= Glenn Miller Time =

American TV music series (1961)

Glenn Miller Time is a 1961 summer replacement American television series that aired on Mondays at 10 p.m. on CBS. The series premiered on July 10, 1961 and ended on September 11, 1961.

==Background==
The series featured the Glenn Miller Orchestra, under the direction of bandleader and drummer Ray McKinley, who was the leader of the post-war Glenn Miller orchestra. McKinley had worked with Miller when they were members of the Dorsey Brothers Orchestra in 1934. They were also both part of the World War II Army Air Force Band which was stationed in the UK in 1944.

Ray McKinley was the co-host with Johnny Desmond in the ten episodes of the series. Singer Patty Clark and the Castle Sisters were regulars on the series, which was targeted at a nostalgic audience which grew up during the big band and swing music era. Johnny Olson was the announcer.

A 30-minute series, approx. 25 minutes minus ads, Glenn Miller Time was sponsored by Kent cigarettes and Jell-O. Glenn Miller Time was the summer replacement for the series Hennesey. It was broadcast live from New York City with Bill Harbach as producer and Robert Scheerer as director.

The columnist Dorothy Kilgallen reported in mid-August, roughly a month into the show's run: "The rating systems checking the CBS-TV show 'Glenn Miller Time' indicate a viewer increase ever since the series was launched in early July, and requests for audience tickets indicate there's still box office magic in the Glenn Miller name." In early September, she wrote: "The Glenn Miller band under Ray McKinley's baton is riding higher than ever because of the popularity of the CBS 'Glenn Miller Time' telecasts. In six one nighters in New England last week, the band played to turn away crowds at every stop and averaged 4,200 paid admission nightly."
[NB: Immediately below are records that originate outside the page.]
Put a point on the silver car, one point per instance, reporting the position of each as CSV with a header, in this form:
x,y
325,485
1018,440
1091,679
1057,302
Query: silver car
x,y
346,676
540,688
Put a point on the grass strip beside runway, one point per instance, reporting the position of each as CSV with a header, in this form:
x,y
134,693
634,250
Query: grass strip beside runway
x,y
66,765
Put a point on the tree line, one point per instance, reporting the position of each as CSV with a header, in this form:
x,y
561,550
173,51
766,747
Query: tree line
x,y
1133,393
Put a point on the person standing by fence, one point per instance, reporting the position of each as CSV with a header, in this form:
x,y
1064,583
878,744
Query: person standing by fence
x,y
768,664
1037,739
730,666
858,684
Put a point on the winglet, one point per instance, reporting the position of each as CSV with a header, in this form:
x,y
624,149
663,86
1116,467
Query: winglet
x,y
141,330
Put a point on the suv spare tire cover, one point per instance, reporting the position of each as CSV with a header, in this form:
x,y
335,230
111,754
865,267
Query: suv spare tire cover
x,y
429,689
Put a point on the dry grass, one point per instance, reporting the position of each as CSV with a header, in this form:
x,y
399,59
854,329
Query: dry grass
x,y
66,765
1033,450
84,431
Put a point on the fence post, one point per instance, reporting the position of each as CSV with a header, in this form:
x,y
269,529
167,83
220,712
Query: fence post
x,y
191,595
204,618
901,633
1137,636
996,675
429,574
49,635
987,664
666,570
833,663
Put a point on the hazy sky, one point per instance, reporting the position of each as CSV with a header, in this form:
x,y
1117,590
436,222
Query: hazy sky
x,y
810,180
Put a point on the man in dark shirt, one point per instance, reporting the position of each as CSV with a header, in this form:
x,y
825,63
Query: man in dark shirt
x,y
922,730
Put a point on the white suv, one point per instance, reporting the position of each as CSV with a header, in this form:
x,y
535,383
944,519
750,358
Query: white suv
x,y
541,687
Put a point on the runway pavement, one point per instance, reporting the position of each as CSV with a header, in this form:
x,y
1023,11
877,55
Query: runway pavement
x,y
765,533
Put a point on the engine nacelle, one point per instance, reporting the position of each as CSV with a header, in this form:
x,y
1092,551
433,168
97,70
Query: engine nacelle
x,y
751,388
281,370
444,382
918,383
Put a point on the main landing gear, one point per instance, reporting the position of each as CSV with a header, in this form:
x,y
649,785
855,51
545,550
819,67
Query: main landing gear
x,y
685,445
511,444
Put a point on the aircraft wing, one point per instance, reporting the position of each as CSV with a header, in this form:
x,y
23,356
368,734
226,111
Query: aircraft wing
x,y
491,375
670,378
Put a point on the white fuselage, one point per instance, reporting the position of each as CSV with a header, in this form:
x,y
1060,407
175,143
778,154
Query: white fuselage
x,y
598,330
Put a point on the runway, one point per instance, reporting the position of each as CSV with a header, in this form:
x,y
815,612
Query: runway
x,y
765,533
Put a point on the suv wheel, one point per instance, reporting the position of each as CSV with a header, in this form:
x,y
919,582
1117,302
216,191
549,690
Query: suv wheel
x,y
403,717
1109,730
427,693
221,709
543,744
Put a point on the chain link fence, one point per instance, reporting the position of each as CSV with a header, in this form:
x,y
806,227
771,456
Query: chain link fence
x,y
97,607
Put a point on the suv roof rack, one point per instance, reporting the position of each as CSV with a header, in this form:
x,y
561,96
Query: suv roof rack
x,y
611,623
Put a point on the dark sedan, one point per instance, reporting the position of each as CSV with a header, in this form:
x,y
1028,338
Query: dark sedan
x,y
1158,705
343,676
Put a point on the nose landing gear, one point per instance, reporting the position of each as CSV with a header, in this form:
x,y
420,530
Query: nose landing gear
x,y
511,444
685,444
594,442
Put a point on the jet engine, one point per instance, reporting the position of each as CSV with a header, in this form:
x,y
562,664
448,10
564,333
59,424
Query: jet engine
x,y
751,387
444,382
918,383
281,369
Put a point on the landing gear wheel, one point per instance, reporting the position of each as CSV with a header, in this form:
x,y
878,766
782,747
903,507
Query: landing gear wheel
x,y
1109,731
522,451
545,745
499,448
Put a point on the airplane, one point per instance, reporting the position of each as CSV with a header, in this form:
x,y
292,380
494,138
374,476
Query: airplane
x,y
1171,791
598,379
The series's theme song was "Moonlight Serenade".

==Critical response==
A contemporary account called Glenn Miller Time a "pleasing, undemanding musical half hour. Another account said "watching the Miller show is almost enough to renew the faith of TV's loudest critics" and called it a "soothing half hour".

In a review in The New York Times, Jack Gould described the series's premiere episode as "a notably pallid affair" He commented that, although the orchestra used Miller's arrangements, their length had been cut until "they did not carry much distinction". As a result, "musically, it seemed little more than a passing suggestion of the late orchestra leader's handiwork".